By nikon133 on 3/17/2013 10:55:31 PM , Rating: 5
Personally, I'd rather stay with 30 - 40 million consoles a year than going for questionable share of Android's mobile market while being completely out of Apple's and Windows phone/Windows Pro tablet shares. Considering that only company that moves real volumes in Android market, Samsung, prefers to stick with their own hardware, and Nvidia is fighting Qualcomm, TI, - even Intel is pushing their X86 on Android - it doesn't really look like Nvidia has it set in stone on mobile market either.

Even on PC market, considering that majority of units are shipped with integrated Intel GPUs, and big chunk of dedicated solutions are based on entry level (and dirt cheap) Nvidia and AMD solutions... that console market might be healthiest source of income than anything else either Nvidia or AMD have right now.

Yes mobile market is and will grow even further compared to console market, but like I said - there are no guarantees that Nvidia will be overly successful there, nor that fierce competition with other players will let them make as much money there as they could, otherwise.

At the end of the day, Nvidia only does what seems to be common practice nowadays - trying to underestimate competitor's success by downplaying its importance.
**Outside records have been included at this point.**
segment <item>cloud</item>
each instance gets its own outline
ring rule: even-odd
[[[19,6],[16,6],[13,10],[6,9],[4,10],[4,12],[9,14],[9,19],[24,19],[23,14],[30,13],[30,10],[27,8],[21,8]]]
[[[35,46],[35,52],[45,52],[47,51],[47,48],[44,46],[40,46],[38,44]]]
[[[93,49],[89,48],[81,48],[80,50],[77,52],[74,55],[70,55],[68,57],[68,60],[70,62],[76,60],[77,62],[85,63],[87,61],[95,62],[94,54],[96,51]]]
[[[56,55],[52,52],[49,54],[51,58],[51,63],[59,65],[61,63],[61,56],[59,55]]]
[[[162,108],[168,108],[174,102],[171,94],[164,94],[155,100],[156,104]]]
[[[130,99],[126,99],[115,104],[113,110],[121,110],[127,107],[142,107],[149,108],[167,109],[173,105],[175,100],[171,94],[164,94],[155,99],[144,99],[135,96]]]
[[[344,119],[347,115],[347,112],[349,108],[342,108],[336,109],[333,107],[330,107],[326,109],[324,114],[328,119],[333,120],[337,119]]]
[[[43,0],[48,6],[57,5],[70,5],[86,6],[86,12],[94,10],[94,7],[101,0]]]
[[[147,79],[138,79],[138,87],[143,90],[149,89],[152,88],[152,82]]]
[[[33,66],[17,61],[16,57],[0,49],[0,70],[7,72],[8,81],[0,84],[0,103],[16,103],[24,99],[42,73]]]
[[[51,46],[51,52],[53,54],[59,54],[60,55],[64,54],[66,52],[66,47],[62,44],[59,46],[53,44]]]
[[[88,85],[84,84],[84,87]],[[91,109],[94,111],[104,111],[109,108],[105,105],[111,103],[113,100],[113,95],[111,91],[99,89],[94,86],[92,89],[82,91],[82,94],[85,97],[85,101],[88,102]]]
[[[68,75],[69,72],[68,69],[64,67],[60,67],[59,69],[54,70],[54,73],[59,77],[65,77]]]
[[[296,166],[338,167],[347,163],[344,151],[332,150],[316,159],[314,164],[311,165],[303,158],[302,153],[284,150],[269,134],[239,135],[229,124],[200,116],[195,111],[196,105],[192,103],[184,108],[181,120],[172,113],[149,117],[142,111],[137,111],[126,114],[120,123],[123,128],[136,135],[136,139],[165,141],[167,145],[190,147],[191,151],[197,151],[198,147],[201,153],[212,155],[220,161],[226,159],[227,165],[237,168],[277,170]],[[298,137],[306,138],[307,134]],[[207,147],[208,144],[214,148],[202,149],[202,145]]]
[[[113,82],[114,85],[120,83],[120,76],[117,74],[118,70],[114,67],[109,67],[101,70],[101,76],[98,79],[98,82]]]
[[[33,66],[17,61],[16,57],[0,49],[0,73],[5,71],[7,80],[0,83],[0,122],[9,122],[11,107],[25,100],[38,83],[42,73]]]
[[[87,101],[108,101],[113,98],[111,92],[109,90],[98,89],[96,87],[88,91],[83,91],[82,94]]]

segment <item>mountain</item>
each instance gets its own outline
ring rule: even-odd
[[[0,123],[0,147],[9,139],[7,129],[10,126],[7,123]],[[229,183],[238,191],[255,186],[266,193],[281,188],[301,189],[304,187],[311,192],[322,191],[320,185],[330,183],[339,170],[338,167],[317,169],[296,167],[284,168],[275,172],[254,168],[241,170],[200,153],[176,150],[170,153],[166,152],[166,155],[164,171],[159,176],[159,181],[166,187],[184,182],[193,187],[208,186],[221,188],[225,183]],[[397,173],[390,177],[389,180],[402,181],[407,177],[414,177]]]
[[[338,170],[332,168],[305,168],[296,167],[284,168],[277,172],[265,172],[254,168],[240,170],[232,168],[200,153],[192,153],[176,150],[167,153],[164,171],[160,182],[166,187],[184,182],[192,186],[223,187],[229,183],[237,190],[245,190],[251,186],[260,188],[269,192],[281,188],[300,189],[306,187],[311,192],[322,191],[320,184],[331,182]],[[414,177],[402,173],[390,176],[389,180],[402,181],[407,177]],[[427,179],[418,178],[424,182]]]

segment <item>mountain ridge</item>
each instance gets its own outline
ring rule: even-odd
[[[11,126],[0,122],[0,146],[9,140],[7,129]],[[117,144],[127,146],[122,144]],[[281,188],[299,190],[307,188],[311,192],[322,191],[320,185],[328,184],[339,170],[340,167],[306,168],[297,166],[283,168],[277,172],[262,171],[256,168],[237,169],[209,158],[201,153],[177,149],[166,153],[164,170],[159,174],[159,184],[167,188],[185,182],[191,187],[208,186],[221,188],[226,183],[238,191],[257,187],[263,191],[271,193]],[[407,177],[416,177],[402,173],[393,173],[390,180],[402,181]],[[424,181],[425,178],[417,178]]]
Not unlike what Apple and HTC are trying to do about Samsung Galaxy S4.

Damage control, nothing else.

RE: Nvidia didn't have a chance...
By FlyTexas on 3/18/2013 2:39:15 AM , Rating: 2
nVidia's biggest problem is the lack of a x86 CPU to pair with their GPUs.

So they are going in another direction trying to get away from Intel as much as they can.

Is there a future in add-on desktop graphics cards? Probably not, give a few more years and the built in GPUs on Intel CPUs will become "good enough" for most people.

Hard cord people will want add-on cards, but their numbers will shrink as Intel's GPUs improve.

Quite frankly, I'm shocked that Intel hasn't purchased nVidia, it made perfect sense after AMD bought ATI.

By FITCamaro on 3/18/2013 8:41:21 AM , Rating: 2
Intel and AMDs integrated GPUs have been "good enough" for average people for years.

The discrete market has always been for hard core gamers and Intel is no where close to being "good enough" for them. Sure Ivy Bridge can play older games at decent resolutions and newer games at 720p with low/mid details. But that isn't going to take away sales from those who would have bought a dedicated GPU to start with.

RE: Nvidia didn't have a chance...
By Bateluer on 3/19/2013 11:32:46 PM , Rating: 2
If you're wanting to play games at anything higher than minimum details settings, you're going to get a PCIe card. Even the HD4600 in the Haswell i7 4770K doesn't deliver playable frame rates in yesterday's games. Not exactly future proof there.